Aortic Root Replacement And Valve Aortic Sparing Through Mini Partial Sternotomy. Single Center Experience.
Jakub Staromlynski, Mariusz Kowalewski, Radoslaw Smoczynski, Anna Witkowska, Maciej Bartczak, Wojciech Sarnowski, Piotr Suwalski
Central Clinical Hospital of the Ministry of Interior and Administration,Centre of Postgraduate Medical Education, Warsaw, Poland
Minimally invasive cardiac surgery is becoming more and more popular. However there is still little data on minimally invasive approach for patients with aortic root aneurysm. In following study we present partial upper sternotomy approach for these patients. The objective of the current report was to report surgical data as well as remote outcomes in patients undergoing minimally invasive aortic root surgery.
Between 2011 and 2019, 177 selected low- and intermediate risk patients (mean age: 64.1±11.3; 70.1% men; EuroSCORE II 2.58±3.26) underwent minimally invasive aortic surgery. Redo-surgeries, endocarditis cases and acute dissections were excluded. The “V” shaped partial upper sternotomy was performed through a 6-cm skin incision from the notch to the third or fourth intercostal space depending on surgeons’ preference and preoperative imaging.

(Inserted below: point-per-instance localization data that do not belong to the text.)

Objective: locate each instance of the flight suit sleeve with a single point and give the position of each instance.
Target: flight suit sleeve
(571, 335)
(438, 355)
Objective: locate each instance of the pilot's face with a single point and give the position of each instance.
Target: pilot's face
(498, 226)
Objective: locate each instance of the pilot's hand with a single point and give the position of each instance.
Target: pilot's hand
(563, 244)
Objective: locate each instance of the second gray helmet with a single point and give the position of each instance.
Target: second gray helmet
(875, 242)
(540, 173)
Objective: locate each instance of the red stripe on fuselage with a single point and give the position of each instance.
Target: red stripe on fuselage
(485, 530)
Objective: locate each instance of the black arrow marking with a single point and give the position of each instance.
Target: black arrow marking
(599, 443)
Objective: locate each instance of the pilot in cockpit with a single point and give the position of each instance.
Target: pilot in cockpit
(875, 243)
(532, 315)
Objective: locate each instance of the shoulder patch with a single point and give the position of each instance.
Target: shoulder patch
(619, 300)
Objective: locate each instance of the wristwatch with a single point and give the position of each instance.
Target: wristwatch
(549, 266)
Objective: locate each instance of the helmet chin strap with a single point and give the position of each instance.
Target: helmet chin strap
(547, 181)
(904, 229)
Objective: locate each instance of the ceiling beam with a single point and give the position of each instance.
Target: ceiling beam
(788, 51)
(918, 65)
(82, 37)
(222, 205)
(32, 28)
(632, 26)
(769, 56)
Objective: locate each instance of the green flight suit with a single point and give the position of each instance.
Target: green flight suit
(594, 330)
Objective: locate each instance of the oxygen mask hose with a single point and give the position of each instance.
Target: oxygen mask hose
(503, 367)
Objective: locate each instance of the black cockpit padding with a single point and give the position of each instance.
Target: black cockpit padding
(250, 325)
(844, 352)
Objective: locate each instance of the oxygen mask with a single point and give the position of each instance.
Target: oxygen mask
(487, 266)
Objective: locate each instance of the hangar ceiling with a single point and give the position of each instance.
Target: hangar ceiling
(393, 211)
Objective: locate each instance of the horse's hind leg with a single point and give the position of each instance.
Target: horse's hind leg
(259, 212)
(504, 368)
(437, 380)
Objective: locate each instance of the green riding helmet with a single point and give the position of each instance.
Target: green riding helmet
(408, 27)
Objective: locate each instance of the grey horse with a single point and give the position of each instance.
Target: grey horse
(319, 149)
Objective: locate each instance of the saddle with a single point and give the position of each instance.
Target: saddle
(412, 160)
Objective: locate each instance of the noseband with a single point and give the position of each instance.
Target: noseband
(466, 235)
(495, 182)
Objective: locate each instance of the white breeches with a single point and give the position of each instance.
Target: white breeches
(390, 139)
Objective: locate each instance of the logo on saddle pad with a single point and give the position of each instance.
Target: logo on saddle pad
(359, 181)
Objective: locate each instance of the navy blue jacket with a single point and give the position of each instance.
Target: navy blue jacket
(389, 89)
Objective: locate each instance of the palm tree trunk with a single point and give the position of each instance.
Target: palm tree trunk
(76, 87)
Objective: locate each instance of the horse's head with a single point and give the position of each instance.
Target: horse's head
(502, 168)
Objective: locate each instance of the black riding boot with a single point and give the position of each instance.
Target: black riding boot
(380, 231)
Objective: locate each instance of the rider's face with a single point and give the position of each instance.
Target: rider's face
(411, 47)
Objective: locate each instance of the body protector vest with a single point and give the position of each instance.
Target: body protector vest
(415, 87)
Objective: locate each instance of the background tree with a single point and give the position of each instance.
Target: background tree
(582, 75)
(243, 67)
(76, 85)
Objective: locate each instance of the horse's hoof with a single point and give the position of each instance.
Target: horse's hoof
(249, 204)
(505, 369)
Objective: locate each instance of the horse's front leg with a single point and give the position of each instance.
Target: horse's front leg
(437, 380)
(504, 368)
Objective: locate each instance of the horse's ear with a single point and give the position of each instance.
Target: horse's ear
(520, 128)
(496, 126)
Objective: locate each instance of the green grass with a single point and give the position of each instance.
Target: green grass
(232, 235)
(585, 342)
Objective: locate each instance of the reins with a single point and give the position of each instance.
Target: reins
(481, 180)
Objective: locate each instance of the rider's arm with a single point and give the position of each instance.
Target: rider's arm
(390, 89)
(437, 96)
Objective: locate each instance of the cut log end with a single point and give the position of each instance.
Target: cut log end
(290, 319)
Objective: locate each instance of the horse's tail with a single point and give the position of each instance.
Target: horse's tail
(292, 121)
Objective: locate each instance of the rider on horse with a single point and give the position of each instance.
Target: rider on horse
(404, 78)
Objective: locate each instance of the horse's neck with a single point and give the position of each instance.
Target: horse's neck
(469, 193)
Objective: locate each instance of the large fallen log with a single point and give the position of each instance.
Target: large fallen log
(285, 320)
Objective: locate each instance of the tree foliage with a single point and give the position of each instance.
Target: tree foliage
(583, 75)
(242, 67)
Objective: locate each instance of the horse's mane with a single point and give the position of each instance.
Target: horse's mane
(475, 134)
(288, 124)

Patients were divided into minimally invasive root repair/replacement, supracoronary aorta replacements and supracoronary aorta replacements with concomitant AVR; CPB was provided via direct aortic cannulation and two stage cannula to right atrium. According to our previous experience we set that 67 mm of aortic diameter as a exclusion criteria of minimally invasive approach. Fig 1.RESULTS:
Mean follow-up was 3.1 year (max 7.7 years). Of 177 patients, 86 (48.5%) underwent supracoronary aortic replacement surgery; 48 (27.1%) with concomitant AVR. 43 patients (24.3%) underwent minimally invasive aortic root surgery (16 cases- David/Yacob procedure; 27 cases- Bentall de Bono). Average aortic diameter was 6.00±0.46cm. In the root group the cardiopulmonary bypass and aortic cross-clamp time was 209.8.0±37.2 and 146.9±35.9. There was no case of conversion to full sternotomy in root surgery group. Median duration of intensive care unit stay was 2.0 [1.0-3.0] days. Thirty-day mortality was 0.6%. Within investigated follow-up, there was one late reoperation due to aortic valve thrombosis; remote survival was estimated at 94.7%.
The study proved that minimally invasive aortic root surgery performed through “V” shaped partial upper sternotomy is feasible and safe in selected patients. Fig 2.